Herz unter Druck: Ursachen, Diagnose und Therapie einer Volkskrankheit
Mittwoch, 24.11.2021
HANAU - Mit über 20 Millionen Betroffenen, etwa jedem dritten Erwachsenen, ist sie die häufigste Volkskrankheit Deutschlands: die Rede ist von Hypertonie, besser bekannt als Bluthochdruck. Jede auch noch so geringe Erhöhung des Blutdrucks schädigt Gefäße und auf Dauer lebenswichtige Organe wie Herz, Gehirn oder Nieren.
Zu den schwerwiegenden Komplikationen eines dauerhaften unzureichend oder nicht behandelten Bluthochdrucks gehören Herzschwäche, Gehirnblutung und Schlaganfall sowie Vorhofflimmern und Nierenversagen. Weil sich die Zahl der Betroffenen in den letzten 30 Jahren fast verdoppelt hat, hat sich die Deutsche Herzstiftung dazu entschlossen, ihre jährlichen bundesweiten Herzwochen dieses Jahr dem Bluthochdruck mit dem Motto „Herz unter Druck“ zu widmen.

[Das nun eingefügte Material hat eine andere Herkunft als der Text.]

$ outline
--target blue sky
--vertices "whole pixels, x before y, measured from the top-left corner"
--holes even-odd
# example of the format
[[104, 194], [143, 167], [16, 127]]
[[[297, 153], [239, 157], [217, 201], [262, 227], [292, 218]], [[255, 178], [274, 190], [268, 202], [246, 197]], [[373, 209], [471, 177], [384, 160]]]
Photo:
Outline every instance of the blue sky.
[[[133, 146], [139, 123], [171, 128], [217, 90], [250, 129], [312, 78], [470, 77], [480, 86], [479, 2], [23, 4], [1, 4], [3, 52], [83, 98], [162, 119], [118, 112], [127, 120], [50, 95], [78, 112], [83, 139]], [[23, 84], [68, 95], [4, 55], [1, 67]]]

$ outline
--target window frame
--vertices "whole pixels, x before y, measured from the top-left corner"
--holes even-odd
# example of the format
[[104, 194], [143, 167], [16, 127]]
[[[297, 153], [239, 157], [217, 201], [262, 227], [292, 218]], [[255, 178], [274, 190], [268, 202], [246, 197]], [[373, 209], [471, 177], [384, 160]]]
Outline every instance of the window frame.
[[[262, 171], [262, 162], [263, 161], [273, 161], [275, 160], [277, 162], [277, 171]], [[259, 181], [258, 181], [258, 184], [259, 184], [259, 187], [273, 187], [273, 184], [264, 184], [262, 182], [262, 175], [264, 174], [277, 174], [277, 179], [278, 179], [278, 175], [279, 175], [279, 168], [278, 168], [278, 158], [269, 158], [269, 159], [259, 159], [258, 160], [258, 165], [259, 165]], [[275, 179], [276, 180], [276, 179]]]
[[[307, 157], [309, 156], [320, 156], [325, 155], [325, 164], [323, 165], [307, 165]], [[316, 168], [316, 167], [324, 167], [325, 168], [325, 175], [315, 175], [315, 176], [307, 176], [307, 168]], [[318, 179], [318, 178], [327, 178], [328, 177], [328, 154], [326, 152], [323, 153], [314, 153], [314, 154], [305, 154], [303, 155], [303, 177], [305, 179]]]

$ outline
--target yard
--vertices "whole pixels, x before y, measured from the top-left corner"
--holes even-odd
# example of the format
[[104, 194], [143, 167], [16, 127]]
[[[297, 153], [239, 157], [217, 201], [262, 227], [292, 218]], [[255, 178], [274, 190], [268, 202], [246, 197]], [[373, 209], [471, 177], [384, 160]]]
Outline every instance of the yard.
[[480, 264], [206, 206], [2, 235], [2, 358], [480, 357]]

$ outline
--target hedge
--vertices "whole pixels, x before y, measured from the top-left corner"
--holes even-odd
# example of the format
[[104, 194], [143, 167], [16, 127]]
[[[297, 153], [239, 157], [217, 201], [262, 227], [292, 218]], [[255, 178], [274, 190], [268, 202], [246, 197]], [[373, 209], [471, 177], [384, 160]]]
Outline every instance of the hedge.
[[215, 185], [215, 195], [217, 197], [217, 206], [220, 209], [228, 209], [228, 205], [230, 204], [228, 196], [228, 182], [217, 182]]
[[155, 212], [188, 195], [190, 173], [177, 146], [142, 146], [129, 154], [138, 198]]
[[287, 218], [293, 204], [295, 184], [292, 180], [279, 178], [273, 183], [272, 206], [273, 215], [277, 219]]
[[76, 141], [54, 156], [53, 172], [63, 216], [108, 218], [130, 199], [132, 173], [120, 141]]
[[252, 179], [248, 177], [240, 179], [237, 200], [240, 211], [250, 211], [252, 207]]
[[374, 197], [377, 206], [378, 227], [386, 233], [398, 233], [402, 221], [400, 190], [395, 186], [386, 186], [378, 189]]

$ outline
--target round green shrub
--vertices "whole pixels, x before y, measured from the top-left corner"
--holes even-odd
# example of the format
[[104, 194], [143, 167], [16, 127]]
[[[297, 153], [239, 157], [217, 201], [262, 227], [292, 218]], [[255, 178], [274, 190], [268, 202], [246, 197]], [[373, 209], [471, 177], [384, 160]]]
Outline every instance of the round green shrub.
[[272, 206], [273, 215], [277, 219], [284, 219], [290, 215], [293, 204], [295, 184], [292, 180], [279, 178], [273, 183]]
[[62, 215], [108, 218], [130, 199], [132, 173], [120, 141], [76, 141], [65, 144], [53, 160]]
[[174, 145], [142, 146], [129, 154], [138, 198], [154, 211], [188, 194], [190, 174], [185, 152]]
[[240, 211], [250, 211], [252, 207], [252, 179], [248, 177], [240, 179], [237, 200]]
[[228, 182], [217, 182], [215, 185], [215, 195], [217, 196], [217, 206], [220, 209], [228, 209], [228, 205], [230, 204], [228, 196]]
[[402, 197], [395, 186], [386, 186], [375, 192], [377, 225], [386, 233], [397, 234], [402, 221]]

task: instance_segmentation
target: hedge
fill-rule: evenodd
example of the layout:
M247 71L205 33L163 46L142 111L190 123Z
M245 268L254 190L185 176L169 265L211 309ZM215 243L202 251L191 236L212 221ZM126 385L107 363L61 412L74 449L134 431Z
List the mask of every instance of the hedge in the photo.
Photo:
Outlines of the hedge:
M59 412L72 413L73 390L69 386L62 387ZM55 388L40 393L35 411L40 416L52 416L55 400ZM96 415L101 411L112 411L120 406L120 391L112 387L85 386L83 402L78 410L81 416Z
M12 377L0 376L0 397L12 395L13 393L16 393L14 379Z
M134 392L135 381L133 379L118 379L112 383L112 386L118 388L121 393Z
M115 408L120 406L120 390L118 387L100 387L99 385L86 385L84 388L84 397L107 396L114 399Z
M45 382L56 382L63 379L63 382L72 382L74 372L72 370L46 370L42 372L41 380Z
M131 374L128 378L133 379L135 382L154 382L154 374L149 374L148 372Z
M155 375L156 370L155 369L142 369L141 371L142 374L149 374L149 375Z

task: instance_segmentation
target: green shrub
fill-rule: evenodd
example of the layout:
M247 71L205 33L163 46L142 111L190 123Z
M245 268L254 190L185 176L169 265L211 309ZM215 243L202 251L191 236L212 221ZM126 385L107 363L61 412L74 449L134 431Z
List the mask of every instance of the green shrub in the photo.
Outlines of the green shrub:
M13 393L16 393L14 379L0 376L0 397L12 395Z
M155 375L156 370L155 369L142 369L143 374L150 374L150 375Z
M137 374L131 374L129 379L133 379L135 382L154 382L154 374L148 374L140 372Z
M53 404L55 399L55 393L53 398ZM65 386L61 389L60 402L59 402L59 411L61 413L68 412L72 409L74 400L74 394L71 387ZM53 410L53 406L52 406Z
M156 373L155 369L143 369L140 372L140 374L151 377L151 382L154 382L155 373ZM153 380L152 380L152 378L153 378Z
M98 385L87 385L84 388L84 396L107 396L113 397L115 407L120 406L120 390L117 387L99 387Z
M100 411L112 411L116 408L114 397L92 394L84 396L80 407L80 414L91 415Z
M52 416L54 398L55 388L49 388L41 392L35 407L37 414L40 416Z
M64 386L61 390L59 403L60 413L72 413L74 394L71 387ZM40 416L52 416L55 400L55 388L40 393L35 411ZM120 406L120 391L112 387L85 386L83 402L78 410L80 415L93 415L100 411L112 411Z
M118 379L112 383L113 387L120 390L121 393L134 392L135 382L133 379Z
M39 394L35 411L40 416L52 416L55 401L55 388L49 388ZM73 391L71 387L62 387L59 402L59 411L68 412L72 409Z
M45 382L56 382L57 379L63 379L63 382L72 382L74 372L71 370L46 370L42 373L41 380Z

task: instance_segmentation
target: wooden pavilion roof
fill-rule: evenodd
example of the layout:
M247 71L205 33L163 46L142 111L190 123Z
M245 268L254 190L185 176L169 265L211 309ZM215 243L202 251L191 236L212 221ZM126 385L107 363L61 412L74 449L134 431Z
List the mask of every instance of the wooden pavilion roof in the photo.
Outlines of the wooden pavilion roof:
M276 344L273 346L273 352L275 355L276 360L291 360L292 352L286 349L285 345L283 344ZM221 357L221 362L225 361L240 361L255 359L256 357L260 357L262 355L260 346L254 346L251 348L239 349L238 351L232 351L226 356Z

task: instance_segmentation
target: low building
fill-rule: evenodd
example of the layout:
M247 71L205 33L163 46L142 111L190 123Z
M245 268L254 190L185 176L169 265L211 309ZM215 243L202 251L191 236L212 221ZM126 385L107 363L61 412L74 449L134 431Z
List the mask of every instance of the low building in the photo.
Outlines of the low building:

Auch in Hanau hatten PD Dr. med. Christof Weinbrenner, Chefarzt der Klinik für Kardiologie, Angiologie, Pneumologie, Nephrologie und internistische Intensivmedizin am Klinikum Hanau, und Dr. med. Wolfgang Dembowski, Chefarzt und Ärztlicher Direktor am St. Vinzenz-Krankenhaus in Hanau, eine entsprechende Veranstaltung geplant. Aufgrund der aktuell wieder steigenden Corona-Inzidenzen haben sich die Experten aber zum Schutz aller dafür entschieden, diese abzusagen.
„Es ist schade, dass unser Vortragsabend in diesem Jahr erneut ausfallen muss, aber die momentane Situation hat uns leider keine andere Wahl gelassen“, so Weinbrenner. Um die Herzwochen nicht ganz ausfallen zu lassen, haben wir im Interview mit ihm und seinem Chefarztkollegen Dr. med. Wolfgang Dembowski über die Ursachen, Behandlungsmöglichkeiten und Prävention von Bluthochdruck gesprochen.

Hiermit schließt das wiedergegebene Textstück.